Gerd wendet sich zögernd von Otto ab und schreckt zurück vor Dörtes Gesicht, das unmittelbar vor seiner Scheibe steht und ihn stechend anblickt.
Erst als Gerd den Türöffner betätigt, weicht sie zurück, und ihre Gesichtszüge entspannen sich zügig zu einer frohlockenden Vorfreude.
Gerd steigt mit leidvollem Stöhnen aus dem tiefen Sitz aus und geht zum Kofferraum, aus dem er die Koffer auf den bereitstehenden Gepäckwagen hebt.

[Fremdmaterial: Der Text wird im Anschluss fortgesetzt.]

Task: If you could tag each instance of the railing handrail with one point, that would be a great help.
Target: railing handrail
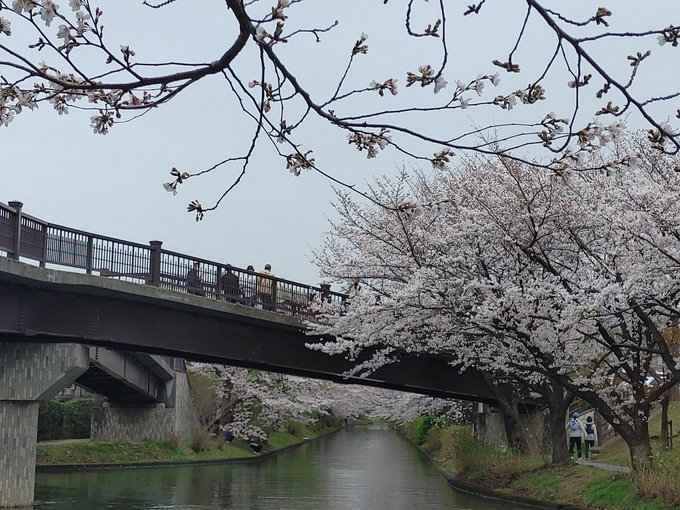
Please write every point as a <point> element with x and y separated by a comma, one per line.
<point>69,237</point>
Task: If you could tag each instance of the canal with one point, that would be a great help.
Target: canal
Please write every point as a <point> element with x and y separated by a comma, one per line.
<point>368,468</point>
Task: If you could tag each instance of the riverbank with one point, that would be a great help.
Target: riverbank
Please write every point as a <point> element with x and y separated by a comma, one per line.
<point>476,468</point>
<point>87,455</point>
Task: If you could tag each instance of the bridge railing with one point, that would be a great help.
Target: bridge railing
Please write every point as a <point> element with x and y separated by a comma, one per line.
<point>22,235</point>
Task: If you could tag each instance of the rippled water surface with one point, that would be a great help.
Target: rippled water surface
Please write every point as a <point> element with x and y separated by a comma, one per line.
<point>358,469</point>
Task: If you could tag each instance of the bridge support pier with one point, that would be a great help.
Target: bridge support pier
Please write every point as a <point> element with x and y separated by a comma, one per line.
<point>29,373</point>
<point>112,422</point>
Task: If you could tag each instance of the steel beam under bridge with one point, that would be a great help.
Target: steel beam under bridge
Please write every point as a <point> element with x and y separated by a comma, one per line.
<point>44,305</point>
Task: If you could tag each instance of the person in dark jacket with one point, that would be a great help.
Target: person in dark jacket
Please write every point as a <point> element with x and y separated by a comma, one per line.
<point>193,281</point>
<point>230,286</point>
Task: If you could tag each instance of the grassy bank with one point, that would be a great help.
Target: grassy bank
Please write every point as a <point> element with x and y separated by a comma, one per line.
<point>172,450</point>
<point>512,474</point>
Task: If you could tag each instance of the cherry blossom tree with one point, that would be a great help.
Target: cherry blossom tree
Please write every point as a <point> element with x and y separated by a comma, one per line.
<point>590,64</point>
<point>251,403</point>
<point>566,283</point>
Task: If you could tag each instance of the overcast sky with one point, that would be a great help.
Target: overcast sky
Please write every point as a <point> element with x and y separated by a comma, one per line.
<point>112,184</point>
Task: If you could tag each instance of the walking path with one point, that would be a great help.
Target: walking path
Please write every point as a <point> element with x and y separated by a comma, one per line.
<point>606,467</point>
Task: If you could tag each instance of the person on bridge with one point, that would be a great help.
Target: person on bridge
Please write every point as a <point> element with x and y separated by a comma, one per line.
<point>575,431</point>
<point>230,286</point>
<point>249,287</point>
<point>266,287</point>
<point>590,437</point>
<point>193,281</point>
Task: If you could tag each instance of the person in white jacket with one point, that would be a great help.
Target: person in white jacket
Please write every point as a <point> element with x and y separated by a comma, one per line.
<point>590,436</point>
<point>576,432</point>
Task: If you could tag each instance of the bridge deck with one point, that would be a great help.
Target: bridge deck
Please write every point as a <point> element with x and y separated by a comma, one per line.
<point>45,305</point>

Kaum schließt er die Heckklappe, startet Otto bereits den Motor und fährt mit zweifachem Hupen davon.
Traurig blickt Gerd dem eleganten Dienstwagen nach. Nur zu gerne wäre er sitzengeblieben und hätte die Jagd nach dem ominösen Laster begonnen.
«Kommst du, Gerhard?», schrillt Dörtes Stimme aus der großen Drehtür, in die sie in diesem Moment bereits den Gepäckwagen hineinschiebt und hinter einer mit Werbebanner beschlagenen Glastür verschwindet.